J. R. Chapin, A bird’s-eye view of Providence : showing the new railroad station and State House (1895)

Selected by Kiana Harriel, Experiential Learning & Programs Educator

From the heights of College Hill, where Brown University and RISD stand tall, Providence, Rhode Island unfolds like a maze of streets and buildings, once a thriving industrial city. This bird’s-eye view captures my city in a way that is both familiar and disorienting—especially for someone who spent years walking its hills. 

“I love this map because it shows a different version of Providence, one without places that are important to me today. It’s a reminder of how the city has grown and changed over time, but also how much of its physical structures remain the same.”

Walter Vrooman, Map of New York City showing concrete socialism in red, and private enterprises in white, 1895 (1895)

Selected by Ian Spangler, Assistant Curator for Digital and Participatory Geography

This map uses a clever technique to argue that New York City was already a mostly socialist community by the end of the 19th century. It uses just two colors: red, the printing color, and the negative white space of the paper color. The red area shows the parts of the city that were putatively “socialist” already—things like roads, parks, bridges, and wharves that were owned and managed by the public. Only the leftover space was devoted to private enterprises. If the government could already handle so much of the infrastructure that made city life possible, this map seems to argue, its role could be expanded into a full socialist control of the economy.

“I love this map because it serves as a powerful reminder of where public goods are located in the world around us. Where do you see public, shared goods in your everyday life?”

John Kirtland Wright, Panorama from the Pinnacle (“Acorn Hill,” 1371'), Lyme, N.H. (1966)

Selected by Garrett Dash Nelson, President and Head Curator

This series of panoramic views draws us into the personal connections between geographers and the places they love. John Kirtland Wright (1891–1969) was an important academic geographer and for many years served as the librarian of the American Geographical Society. He retired to New Hampshire and in 1966, he sketched this panoramic view of “The Pinnacle,” a small rocky rise also known as Acorn Hill. Though at first these sketches might seem like a straightforward reference guide to the regional landscape, the full set of sheets draw the reader into stories of natural and human history that together make up a fully “place-based” study that is a hallmark of geography’s interdisciplinary tendencies. 
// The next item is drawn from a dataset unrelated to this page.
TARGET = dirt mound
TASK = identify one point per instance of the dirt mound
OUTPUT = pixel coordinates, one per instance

“I can’t promise this is my absolute favorite map in the collections, but just one that might get overlooked and which tells an interesting story. It’s a document which bears not only the unmistakable imprint of Wright’s professional training as a geographer and cartographer, but also the personal or even spiritual connection the elderly Wright must have felt towards this place.”

National Geographic Society (U.S.), Earth at Night (2004)

Selected by Lauren Chen, Reference and Cataloging Librarian

This map was created by combining satellite imagery from cloud-free nights, taken by three satellites over a one-year period. In addition to the human infrastructure typically shown on these types of maps, this map also shows fires (yellow), natural gas burn-off (red), and night fishing (blue).

“I like this map because it has a lot of visual appeal and, unlike other maps depicting the world at night, this one clearly shows the lights of seafaring ships and vessels.”